DIY Craft Cave

Homemade Craft Cave

Create a craft cave using spare furniture, cardboard boxes and contact paper.

There came a time when Krista said, “Aaaarrrgh! I have craft stuff all over the house! We have to organize and consolidate!” And so it began…

First, we made a list of furniture that was somewhere else in the house, not being utilized to its fullest. Here’s what we ended up with:

  • A white Ikea table that had been disassembled, currently stored under the guest room bed
  • A coffee table that had been removed from the living room because of sharp corners and a glass top (active child in house!).  The bonus of this table is that under the glass there is a shelf which extends over the entire table.
  • Two small Ikea file cabinets that held all kinds of junk in the upstairs office
  • A tall skinny cabinet from the living room that actually interfered with maximum TV viewing
  • a 9-cubby wooden wine rack that had been removed from a new piece of furniture – a more useful basket took its place
We also ended up buying two inexpensive new pieces: an 8-cubby unit and a 4-cubby unit, from Home Depot.
Then Krista made a list of all the craft stuff she had and put it into categories: her son’s paper activities, cake decorating, gift wrapping, gardening, sewing, cross stitching, writing supplies (paper,pens, pencils, scissors, glue, tape).  Then we started looking at the size of the items, and the quantity of each so that we could decide what kind of container was best suited for each.
Next came rummaging through the boxes at Costco, and bringing home the sizes we thought we needed. (This involved a few trips because eyeballing size is not an exact art.) As we started organizing the boxes in the cubbies and around the furniture, we decided we needed another unifying piece, and that was six fabric storage boxes, again from Home Depot.
We began with the easy stuff – gift bags were going under the glass of the coffee table.
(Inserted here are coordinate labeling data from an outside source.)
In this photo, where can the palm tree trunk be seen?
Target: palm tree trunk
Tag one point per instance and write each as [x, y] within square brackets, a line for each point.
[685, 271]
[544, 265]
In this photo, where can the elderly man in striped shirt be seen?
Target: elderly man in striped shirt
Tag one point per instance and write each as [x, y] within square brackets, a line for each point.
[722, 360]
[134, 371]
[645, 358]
But they slid all over the place in there, so we cut two open-top boxes from the purchased cubby boxes so that they would fit into those shelves, and we could still see the contents. Target had a perfectly-matching contact paper that we used to cover any exposed cardboard box surfaces. Then a tall slim box was covered to house the rolled gift wrap. This box was slid between the work table and the coffee table. Three large boxes below the coffee table were filled with tissue paper, fabric tote bags and Christmas wrap.  We left those plain brown, as they blended with the table above them. To finish up the gift wrap category, another box was fashioned to accommodate rolled ribbon on a rod, and loose bows and ribbons in a tray found below.
The wine cubby came next – again with the Costco boxes. We found duplicate boxes of certain food items, trying to make the “drawers” as similar in size as we could. These were perfect for scissors, tapes, rulers, …..
Cake decorating supplies were divided into three groups – trays and platters, supplies for classes, and supplies used at home.  The trays were fitted into a covered box that fit perfectly between gift wrap box and large cubbies.  The other items were placed in boxes near the trays, along with a cake pop display box and books on baking/decorating topics.